By AFP   |   09 February 2017   |   11:30 am  

(FILES) This file photo taken on April 28, 2015 shows an overview of the part of the eastern sector of the IFO-2 camp in the sprawling Dadaab refugee camp, north of the Kenyan capital Nairobi. A Kenyan court cancelled the closing of the Dadaab refugee camp, AFP reported on February 9, 2017. / AFP PHOTO / Tony KARUMBA

Kenya’s High Court on Thursday blocked the government’s decision to close the Dadaab refugee camp — the world’s largest — and to send Somali refugees home.

Judge John Mativo ruled that the plan to shut down the camp was unconstitutional and amounted to persecution of refugees.

Dadaab is home to some 256,000 people, the vast majority of them Somalis who fled across the border following the outbreak of civil war in 1991.

The government has taken a hardline stance on the sprawling camp, saying it acts as a terrorist training ground for Shabaab Islamists, and repeatedly stating its intention to deport all Somali refugees.

But Mativo ruled that “the government decision specifically targetting Somali refugees is an act of group persecution, illegal, discriminatory and therefore unconstitutional”.

The shutdown was ordered without proper consultation of people affected by the decision, in violation of the constitutional right to fair legal proceedings, he said in his ruling.

“Hence the said decision is null and void,” he said, adding that sending refugees home would be in breach of Kenya’s obligations under international law.

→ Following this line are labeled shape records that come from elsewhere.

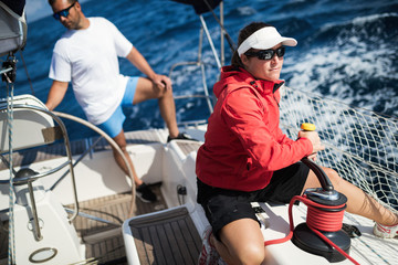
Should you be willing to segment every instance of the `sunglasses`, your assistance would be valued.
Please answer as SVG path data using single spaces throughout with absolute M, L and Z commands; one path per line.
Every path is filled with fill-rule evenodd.
M 261 50 L 259 52 L 245 52 L 244 55 L 249 57 L 258 57 L 259 60 L 271 60 L 276 54 L 277 57 L 283 57 L 285 53 L 285 47 L 280 46 L 276 50 Z
M 54 19 L 61 20 L 61 17 L 67 18 L 70 9 L 73 8 L 76 2 L 77 1 L 72 3 L 69 8 L 61 10 L 60 12 L 53 13 Z

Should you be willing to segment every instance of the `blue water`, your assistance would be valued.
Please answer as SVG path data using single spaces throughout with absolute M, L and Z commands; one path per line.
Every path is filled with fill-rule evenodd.
M 168 74 L 171 65 L 197 59 L 200 21 L 193 9 L 166 0 L 95 0 L 82 3 L 87 17 L 105 17 L 116 24 L 148 60 L 157 73 Z M 219 12 L 219 8 L 216 9 Z M 220 32 L 211 13 L 203 15 L 217 50 Z M 29 18 L 28 18 L 29 20 Z M 239 30 L 252 22 L 274 24 L 283 35 L 298 41 L 287 49 L 282 78 L 290 87 L 337 98 L 353 106 L 398 116 L 398 2 L 364 0 L 227 0 L 224 26 L 235 42 Z M 32 94 L 46 100 L 52 81 L 48 78 L 52 49 L 64 32 L 52 17 L 29 23 L 23 52 L 33 92 L 18 55 L 14 94 Z M 226 42 L 226 62 L 231 52 Z M 207 41 L 203 42 L 207 85 L 217 81 L 218 68 Z M 125 75 L 140 73 L 121 60 Z M 193 67 L 176 68 L 171 76 L 175 95 L 202 93 L 200 72 Z M 6 96 L 4 85 L 0 86 Z M 202 99 L 177 100 L 178 121 L 206 119 Z M 84 114 L 70 87 L 56 108 L 77 117 Z M 164 127 L 156 100 L 126 109 L 125 130 Z M 65 120 L 72 139 L 94 135 Z

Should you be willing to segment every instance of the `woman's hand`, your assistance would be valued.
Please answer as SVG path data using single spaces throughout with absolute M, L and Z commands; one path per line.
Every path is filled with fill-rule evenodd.
M 322 151 L 325 149 L 325 146 L 322 145 L 321 138 L 315 130 L 313 130 L 313 131 L 301 130 L 301 131 L 298 131 L 298 138 L 307 138 L 313 146 L 313 152 L 308 156 L 308 159 L 312 159 L 315 161 L 316 153 L 318 151 Z

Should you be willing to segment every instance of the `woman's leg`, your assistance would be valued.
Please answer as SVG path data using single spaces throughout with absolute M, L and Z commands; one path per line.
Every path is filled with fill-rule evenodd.
M 220 239 L 210 237 L 229 265 L 260 265 L 265 258 L 264 239 L 259 223 L 252 219 L 240 219 L 227 224 L 220 231 Z
M 384 208 L 356 186 L 341 178 L 335 170 L 324 167 L 322 169 L 332 181 L 334 189 L 347 197 L 347 212 L 368 218 L 383 225 L 398 223 L 398 216 L 395 213 Z M 318 187 L 321 187 L 321 183 L 317 177 L 310 170 L 303 192 L 305 189 Z

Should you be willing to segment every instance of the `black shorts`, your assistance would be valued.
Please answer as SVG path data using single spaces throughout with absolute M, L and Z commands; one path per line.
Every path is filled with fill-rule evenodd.
M 264 189 L 250 192 L 214 188 L 198 179 L 197 200 L 205 209 L 213 234 L 220 240 L 220 230 L 235 220 L 259 222 L 251 202 L 290 203 L 293 197 L 301 194 L 308 172 L 310 168 L 304 163 L 294 163 L 275 171 Z

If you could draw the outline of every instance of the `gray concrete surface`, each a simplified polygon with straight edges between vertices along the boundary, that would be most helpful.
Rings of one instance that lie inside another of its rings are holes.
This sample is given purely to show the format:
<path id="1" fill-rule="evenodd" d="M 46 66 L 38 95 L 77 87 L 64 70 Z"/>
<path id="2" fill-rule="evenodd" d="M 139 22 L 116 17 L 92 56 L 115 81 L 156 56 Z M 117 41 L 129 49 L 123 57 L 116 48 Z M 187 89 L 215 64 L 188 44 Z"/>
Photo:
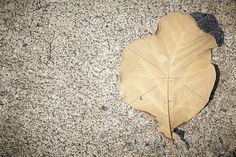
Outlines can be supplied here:
<path id="1" fill-rule="evenodd" d="M 173 11 L 213 14 L 213 100 L 172 145 L 120 93 L 122 50 Z M 233 156 L 235 1 L 0 0 L 0 156 Z"/>

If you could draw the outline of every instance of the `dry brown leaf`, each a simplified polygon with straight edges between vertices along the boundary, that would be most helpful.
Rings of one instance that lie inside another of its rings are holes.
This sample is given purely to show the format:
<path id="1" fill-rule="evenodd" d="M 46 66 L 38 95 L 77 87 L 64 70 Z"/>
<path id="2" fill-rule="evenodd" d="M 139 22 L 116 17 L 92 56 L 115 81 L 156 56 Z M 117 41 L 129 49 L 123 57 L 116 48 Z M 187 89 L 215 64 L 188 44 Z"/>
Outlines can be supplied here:
<path id="1" fill-rule="evenodd" d="M 120 82 L 126 101 L 153 115 L 158 130 L 174 139 L 173 129 L 209 100 L 216 77 L 211 49 L 216 46 L 190 15 L 165 16 L 154 35 L 135 40 L 124 51 Z"/>

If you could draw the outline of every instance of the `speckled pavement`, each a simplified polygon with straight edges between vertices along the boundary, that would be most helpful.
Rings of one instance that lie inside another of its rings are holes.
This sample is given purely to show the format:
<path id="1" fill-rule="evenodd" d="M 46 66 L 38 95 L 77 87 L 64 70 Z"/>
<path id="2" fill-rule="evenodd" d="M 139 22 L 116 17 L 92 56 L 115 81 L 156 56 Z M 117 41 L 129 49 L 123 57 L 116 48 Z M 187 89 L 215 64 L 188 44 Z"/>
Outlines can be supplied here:
<path id="1" fill-rule="evenodd" d="M 173 11 L 213 14 L 224 43 L 210 103 L 176 129 L 124 102 L 122 51 Z M 159 157 L 236 153 L 236 1 L 0 0 L 0 156 Z"/>

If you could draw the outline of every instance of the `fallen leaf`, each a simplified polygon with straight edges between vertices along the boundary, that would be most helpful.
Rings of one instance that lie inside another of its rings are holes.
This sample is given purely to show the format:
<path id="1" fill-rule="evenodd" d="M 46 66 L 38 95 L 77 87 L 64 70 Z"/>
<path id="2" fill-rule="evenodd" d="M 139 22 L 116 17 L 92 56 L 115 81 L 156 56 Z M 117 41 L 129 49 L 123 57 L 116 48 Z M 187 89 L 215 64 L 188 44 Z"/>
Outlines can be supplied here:
<path id="1" fill-rule="evenodd" d="M 190 15 L 165 16 L 154 35 L 124 51 L 120 82 L 127 103 L 154 116 L 158 130 L 174 139 L 173 129 L 209 100 L 216 79 L 211 49 L 216 46 Z"/>

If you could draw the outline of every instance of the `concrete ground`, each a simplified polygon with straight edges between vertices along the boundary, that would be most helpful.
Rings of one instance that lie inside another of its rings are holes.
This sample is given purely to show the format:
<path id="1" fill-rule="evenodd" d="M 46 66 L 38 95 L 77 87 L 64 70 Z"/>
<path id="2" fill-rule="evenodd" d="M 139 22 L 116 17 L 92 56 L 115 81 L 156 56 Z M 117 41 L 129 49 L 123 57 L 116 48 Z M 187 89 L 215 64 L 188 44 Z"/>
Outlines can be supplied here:
<path id="1" fill-rule="evenodd" d="M 213 14 L 224 43 L 212 101 L 176 129 L 122 97 L 122 51 L 173 11 Z M 0 156 L 234 156 L 236 1 L 0 0 Z"/>

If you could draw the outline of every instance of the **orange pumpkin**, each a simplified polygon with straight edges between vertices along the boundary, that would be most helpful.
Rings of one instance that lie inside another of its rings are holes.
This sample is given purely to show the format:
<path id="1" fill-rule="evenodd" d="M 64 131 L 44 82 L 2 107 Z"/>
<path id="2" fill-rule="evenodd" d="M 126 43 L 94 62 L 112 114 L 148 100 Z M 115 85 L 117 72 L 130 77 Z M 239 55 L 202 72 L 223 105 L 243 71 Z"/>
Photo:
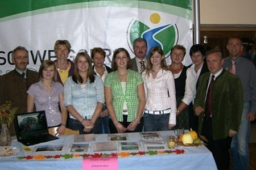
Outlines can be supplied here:
<path id="1" fill-rule="evenodd" d="M 189 131 L 189 133 L 192 137 L 193 140 L 195 140 L 196 138 L 197 138 L 197 137 L 198 137 L 197 133 L 195 131 L 193 130 L 191 128 L 190 128 L 190 131 Z"/>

The ruling also blocks the government’s decision to disband the Department for Refugee Affairs.

The government can appeal the court ruling, which comes after the Kenya National Commission on Human Rights and rights group Kituo Cha Sheria filed a case challenging the legality of the shutdown.

Amnesty International’s East Africa chief Muthoni Wanyeki hailed the ruling as “historic”.

“Today is a historic day for more than a quarter of a million refugees who were at risk of being forcefully returned to Somalia, where they would have been at serious risk of human rights abuses,” Wanyeki said.

“This ruling reaffirms Kenya’s constitutional and international legal obligation to protect people who seek safety from harm and persecution.”

– Security threat? –
The government caught refugees, aid groups, the United Nations and Kenya’s Western partners offguard last May when it announced plans to shut down the huge camp near the border, citing security concerns.

Since sending troops into neighbouring Somalia in 2011, Kenya has come under repeated attack from Al-Qaeda-linked Shabaab militants.

The government has presented Dadaab as a security risk, saying Somali Islamists inside the camp planned the Shabaab attacks at Nairobi’s Westgate shopping mall in 2013 and the Garissa university attack in 2015, though it has not provided evidence.

Authorities initially planned to close Dadaab at the end of November, but delayed the shutdown until May 2017 at the request of the UN refugee agency and against a backdrop of growing accusations of forced refugee returns to Somalia.

In September, Human Rights Watch warned in a report that the repatriation of Somalis from the camp violated international standards and that refugees were returning home involuntarily only to face persecution and hunger. The Kenyan government dismissed the report.